The theory of relativity is concerned with the description of phenomena that take place
in a frame of reference that is in motion with respect to an observer; the special theory of
relativity is concerned with motion in the absence of gravitational fields and the general
theory of relativity with motion and its connection with gravitation. Both quantum theory
and the theory of relativity find applications in all areas of modern physics.[48]
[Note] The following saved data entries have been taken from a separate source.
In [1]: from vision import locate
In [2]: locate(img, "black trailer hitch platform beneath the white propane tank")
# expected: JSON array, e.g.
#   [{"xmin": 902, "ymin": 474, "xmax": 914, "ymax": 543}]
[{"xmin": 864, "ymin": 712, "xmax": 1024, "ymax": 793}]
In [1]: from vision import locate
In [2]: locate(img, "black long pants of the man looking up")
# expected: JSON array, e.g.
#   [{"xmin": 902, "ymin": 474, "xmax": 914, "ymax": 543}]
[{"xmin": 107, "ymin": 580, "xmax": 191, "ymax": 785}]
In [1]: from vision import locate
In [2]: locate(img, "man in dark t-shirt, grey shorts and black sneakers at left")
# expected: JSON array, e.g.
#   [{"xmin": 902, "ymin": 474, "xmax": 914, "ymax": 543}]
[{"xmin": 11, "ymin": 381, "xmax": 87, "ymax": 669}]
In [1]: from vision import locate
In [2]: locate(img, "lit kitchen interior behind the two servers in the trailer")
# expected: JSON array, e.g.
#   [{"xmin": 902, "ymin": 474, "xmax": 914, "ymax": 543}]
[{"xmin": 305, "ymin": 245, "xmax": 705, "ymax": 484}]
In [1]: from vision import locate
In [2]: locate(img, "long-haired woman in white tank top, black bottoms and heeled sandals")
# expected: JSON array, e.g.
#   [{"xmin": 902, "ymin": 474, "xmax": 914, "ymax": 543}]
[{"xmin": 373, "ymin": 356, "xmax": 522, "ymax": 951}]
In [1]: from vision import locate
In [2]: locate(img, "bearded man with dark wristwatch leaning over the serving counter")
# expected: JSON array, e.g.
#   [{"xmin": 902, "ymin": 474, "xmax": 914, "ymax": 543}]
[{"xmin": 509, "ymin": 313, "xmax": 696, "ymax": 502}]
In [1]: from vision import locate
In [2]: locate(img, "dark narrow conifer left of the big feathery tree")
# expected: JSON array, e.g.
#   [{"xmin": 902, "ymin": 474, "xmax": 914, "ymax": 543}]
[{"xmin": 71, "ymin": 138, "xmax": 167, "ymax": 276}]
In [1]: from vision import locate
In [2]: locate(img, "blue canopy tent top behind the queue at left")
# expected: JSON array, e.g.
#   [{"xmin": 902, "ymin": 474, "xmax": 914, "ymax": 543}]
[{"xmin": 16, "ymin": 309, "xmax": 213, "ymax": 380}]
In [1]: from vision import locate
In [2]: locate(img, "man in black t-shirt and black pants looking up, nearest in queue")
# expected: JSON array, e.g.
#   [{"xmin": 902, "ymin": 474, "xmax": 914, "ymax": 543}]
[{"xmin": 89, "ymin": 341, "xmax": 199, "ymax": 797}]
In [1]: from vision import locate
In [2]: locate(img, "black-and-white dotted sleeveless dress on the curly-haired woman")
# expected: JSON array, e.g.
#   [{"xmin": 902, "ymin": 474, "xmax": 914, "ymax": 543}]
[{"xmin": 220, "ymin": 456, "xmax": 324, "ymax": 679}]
Difference between classical and modern physics

The basic domains of physics


While physics aims to discover universal laws, its theories lie in explicit domains of
applicability. Loosely speaking, the laws of classical physics accurately describe
systems whose important length scales are greater than the atomic scale and whose
motions are much slower than the speed of light. Outside of this domain, observations do
not match predictions provided by classical mechanics. Albert Einstein contributed the
framework of special relativity, which replaced notions of absolute time and
space with spacetime and allowed an accurate description of systems whose
components have speeds approaching the speed of light. Max Planck, Erwin
Schrödinger, and others introduced quantum mechanics, a probabilistic notion of
particles and interactions that allowed an accurate description of atomic and subatomic
scales. Later, quantum field theory unified quantum mechanics and special
relativity. General relativity allowed for a dynamical, curved spacetime, with which
highly massive systems and the large-scale structure of the universe can be well-
described. General relativity has not yet been unified with the other fundamental
descriptions; several candidate theories of quantum gravity are being developed.